Marchionne's vision has been to make Fiat an international player strong enough to survive a shrinking market. Last year Fiat took a controlling 20-per cent share in Chrysler LCC in exchange for small car technology and management. Fiat also has signed strategic partnerships with automakers in China and Russia to give it access to growing markets.
Fiat's ambitions have created concerns in Italy that the automaker's real plan is to shift production away from Italy - something Marchionne strongly denied.
A newspaper reported this week that Fiat planned to cut 5,000 jobs in Italy, slash the number of car models produced - plans that Marchionne has said do not exist. The automaker will present its five-year business plan April 21, and Marchionne said executives are still working on it.
Marchionne told shareholders that the company has not laid off workers despite the crisis that forced it to severely reduce production, instead putting workers on temporary layoffs for a total of 30 million hours, paid from a government-industry fund to which Fiat contributes. Fiat intends to increase auto production in Italy from 650,000 produced last year to 900,000 in three years, he said.

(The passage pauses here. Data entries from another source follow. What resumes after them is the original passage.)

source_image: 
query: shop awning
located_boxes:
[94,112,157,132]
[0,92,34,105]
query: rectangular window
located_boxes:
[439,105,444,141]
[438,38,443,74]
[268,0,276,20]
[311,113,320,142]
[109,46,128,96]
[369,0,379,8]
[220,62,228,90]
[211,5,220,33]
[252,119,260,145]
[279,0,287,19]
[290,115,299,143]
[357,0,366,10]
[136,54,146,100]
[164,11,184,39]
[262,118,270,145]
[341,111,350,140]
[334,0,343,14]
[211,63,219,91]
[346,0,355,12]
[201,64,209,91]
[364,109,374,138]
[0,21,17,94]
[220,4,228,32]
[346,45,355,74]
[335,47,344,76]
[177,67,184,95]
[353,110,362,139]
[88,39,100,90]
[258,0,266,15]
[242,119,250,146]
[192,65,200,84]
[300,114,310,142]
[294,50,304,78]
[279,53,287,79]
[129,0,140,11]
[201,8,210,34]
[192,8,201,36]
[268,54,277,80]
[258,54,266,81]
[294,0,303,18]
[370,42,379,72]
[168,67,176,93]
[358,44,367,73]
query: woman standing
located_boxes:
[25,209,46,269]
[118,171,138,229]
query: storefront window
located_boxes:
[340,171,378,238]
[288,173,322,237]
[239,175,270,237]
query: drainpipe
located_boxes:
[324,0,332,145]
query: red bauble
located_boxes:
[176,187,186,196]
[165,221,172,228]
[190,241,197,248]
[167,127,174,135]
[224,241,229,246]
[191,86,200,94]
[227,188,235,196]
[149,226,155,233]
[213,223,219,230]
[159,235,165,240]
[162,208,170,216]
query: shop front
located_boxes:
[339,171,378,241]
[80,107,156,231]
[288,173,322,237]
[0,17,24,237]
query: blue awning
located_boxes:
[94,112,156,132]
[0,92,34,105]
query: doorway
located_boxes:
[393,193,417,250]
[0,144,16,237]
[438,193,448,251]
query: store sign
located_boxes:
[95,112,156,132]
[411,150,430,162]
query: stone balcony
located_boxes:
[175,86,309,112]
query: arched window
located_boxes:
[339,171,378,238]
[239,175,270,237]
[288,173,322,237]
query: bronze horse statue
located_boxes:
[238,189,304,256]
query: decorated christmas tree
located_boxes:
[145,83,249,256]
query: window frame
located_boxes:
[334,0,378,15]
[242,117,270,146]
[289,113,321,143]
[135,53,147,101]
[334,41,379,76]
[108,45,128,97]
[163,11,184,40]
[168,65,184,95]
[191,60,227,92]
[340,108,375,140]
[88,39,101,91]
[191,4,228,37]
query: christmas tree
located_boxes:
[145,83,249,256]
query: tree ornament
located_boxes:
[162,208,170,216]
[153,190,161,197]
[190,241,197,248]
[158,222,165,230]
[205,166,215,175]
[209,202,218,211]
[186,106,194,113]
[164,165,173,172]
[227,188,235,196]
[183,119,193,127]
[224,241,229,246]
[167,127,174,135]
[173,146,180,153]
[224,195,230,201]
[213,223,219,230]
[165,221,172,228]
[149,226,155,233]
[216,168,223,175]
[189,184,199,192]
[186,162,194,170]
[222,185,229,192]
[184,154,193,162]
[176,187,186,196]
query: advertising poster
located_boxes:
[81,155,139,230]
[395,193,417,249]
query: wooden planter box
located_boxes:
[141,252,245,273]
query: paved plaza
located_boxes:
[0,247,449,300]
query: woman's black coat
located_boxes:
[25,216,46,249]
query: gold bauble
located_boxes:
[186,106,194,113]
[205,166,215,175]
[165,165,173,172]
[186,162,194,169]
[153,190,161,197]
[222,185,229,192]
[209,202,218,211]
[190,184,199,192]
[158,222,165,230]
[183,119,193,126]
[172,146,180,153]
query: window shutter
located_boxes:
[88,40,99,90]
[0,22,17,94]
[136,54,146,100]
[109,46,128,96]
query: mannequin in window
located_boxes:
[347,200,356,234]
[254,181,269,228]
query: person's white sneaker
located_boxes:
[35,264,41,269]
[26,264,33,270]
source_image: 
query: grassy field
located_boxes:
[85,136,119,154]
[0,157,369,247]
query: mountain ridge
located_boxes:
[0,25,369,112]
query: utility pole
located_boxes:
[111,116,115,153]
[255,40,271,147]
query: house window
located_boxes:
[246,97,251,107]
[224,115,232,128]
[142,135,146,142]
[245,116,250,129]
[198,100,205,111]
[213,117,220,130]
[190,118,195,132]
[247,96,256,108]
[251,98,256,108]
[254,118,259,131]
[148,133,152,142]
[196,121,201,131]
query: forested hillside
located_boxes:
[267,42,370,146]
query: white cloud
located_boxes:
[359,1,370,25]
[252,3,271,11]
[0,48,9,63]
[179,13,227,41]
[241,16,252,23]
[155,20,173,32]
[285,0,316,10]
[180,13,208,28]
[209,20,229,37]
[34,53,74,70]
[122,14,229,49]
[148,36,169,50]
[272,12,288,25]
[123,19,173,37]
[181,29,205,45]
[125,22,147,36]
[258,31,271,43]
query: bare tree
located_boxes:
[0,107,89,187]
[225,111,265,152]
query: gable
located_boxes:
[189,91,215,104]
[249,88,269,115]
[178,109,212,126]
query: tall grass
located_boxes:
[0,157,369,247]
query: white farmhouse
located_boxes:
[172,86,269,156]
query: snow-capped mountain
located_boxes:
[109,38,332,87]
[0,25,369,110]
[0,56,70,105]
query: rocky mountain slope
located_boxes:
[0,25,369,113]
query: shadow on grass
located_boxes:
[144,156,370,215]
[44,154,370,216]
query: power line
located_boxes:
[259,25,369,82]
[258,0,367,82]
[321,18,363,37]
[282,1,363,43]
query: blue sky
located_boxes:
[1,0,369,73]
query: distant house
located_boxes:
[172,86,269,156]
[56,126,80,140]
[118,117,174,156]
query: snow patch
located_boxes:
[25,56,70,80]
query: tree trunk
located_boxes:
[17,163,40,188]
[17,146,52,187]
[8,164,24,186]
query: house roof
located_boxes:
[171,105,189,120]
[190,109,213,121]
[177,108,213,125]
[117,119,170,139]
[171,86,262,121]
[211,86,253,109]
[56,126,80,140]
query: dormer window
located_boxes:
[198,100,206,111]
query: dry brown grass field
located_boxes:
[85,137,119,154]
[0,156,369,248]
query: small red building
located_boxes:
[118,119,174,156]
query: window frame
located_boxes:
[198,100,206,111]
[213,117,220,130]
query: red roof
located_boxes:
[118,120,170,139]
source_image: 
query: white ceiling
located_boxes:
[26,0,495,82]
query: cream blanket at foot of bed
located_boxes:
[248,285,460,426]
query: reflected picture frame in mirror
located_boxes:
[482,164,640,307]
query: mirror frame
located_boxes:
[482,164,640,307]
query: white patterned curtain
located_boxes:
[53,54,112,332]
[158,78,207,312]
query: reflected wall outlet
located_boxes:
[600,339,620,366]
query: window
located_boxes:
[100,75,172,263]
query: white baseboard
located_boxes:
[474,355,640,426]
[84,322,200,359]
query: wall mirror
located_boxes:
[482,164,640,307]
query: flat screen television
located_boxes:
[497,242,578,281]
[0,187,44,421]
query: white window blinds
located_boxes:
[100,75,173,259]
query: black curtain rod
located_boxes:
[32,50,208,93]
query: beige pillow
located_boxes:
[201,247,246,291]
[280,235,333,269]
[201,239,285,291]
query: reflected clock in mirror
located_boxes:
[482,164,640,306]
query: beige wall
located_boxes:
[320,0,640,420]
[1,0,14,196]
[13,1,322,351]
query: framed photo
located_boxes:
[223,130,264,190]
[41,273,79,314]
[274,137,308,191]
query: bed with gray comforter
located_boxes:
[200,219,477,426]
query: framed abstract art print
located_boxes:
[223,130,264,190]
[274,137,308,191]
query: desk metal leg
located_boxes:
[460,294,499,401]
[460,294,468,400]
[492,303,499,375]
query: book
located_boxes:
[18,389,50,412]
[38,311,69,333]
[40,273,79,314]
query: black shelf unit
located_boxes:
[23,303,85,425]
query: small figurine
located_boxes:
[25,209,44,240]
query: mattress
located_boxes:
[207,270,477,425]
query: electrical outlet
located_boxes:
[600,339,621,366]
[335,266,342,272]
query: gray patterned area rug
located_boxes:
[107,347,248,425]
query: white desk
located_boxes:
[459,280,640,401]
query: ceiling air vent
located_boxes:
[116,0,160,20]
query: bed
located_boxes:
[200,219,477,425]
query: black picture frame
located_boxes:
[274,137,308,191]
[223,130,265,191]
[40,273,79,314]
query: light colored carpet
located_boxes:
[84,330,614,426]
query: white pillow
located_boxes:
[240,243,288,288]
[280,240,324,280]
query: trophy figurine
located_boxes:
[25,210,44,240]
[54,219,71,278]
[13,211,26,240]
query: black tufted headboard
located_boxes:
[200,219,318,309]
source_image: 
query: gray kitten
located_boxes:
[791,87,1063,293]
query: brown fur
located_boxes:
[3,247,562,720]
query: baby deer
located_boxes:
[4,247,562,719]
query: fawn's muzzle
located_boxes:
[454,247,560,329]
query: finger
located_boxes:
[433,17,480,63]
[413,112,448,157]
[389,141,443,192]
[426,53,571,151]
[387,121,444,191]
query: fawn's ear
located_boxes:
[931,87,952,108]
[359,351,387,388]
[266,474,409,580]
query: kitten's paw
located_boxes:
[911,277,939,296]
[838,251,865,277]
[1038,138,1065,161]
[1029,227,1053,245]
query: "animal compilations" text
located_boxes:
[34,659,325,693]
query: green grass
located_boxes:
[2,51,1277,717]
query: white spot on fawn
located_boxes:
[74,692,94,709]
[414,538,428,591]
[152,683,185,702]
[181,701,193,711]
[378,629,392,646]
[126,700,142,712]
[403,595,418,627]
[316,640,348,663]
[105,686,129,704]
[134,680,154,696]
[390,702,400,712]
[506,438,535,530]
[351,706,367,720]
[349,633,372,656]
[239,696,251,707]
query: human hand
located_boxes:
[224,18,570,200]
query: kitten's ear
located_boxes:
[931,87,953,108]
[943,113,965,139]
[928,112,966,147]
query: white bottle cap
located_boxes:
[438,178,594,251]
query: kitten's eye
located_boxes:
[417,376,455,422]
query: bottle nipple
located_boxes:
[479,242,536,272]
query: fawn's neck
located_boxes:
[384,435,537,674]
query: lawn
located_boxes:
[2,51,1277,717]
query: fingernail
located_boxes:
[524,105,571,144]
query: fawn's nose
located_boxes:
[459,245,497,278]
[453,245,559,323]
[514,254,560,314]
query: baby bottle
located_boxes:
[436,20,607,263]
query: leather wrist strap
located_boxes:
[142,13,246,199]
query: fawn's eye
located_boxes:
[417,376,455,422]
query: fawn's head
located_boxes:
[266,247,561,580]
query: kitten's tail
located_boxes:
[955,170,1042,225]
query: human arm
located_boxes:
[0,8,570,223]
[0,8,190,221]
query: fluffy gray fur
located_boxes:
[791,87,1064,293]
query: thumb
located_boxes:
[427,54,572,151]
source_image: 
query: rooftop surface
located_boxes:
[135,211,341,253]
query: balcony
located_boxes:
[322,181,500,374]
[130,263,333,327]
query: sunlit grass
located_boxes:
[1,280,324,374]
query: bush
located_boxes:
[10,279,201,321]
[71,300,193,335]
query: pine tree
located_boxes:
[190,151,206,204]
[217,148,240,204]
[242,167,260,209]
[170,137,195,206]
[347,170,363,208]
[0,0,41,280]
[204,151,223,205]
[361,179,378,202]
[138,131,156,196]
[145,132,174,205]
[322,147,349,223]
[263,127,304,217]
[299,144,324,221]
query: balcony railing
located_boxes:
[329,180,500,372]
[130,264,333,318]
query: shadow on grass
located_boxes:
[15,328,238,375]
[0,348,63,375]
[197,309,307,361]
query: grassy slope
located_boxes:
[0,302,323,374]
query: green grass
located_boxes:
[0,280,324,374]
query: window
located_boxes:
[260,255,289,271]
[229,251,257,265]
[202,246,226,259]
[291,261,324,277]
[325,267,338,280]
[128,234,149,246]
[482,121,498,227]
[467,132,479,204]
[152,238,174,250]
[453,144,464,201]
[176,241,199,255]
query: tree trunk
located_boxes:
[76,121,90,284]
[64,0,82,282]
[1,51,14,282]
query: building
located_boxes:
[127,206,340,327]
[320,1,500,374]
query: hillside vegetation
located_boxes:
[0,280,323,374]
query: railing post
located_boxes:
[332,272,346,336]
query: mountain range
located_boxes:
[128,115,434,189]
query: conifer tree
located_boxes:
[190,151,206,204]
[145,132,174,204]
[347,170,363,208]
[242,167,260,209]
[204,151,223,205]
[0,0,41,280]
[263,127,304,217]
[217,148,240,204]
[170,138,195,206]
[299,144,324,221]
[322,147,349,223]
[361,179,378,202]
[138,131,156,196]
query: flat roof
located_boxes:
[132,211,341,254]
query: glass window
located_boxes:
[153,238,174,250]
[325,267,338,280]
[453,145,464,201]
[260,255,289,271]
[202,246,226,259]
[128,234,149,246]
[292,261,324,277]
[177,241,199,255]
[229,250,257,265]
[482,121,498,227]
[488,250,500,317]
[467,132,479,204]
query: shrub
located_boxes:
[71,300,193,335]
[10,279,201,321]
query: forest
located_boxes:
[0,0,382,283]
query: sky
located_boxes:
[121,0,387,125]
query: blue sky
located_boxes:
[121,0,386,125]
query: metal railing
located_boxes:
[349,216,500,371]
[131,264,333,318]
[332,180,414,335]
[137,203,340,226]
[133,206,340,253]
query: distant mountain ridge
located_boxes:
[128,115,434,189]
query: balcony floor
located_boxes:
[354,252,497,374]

Marchionne said the decision to abandon auto production at its Sicilian plant is more than necessary due to its poor logistics, which add euro1,000 to the cost of every car. He also noted that Fiat plans to move production of the Panda, Europe's top-selling auto, from Poland to its Naples plant, despite the hundreds of millions or euros that it will cost.
"We are doing it because, within the limits of possibility, and without endangering the solidity of our company, we maintain it is our duty to give priority to the country where Fiat has its roots," he said.
That Naples plant has been hit hard by the crisis, producing just 36,000 cars last year when it has the capacity to produce 240,000.
Marchionne also defended Fiat's decision to return to paying shareholders dividends this year, saying shareholders have been the major source of capital for Fiat in the last 17 years and but last year received no dividend.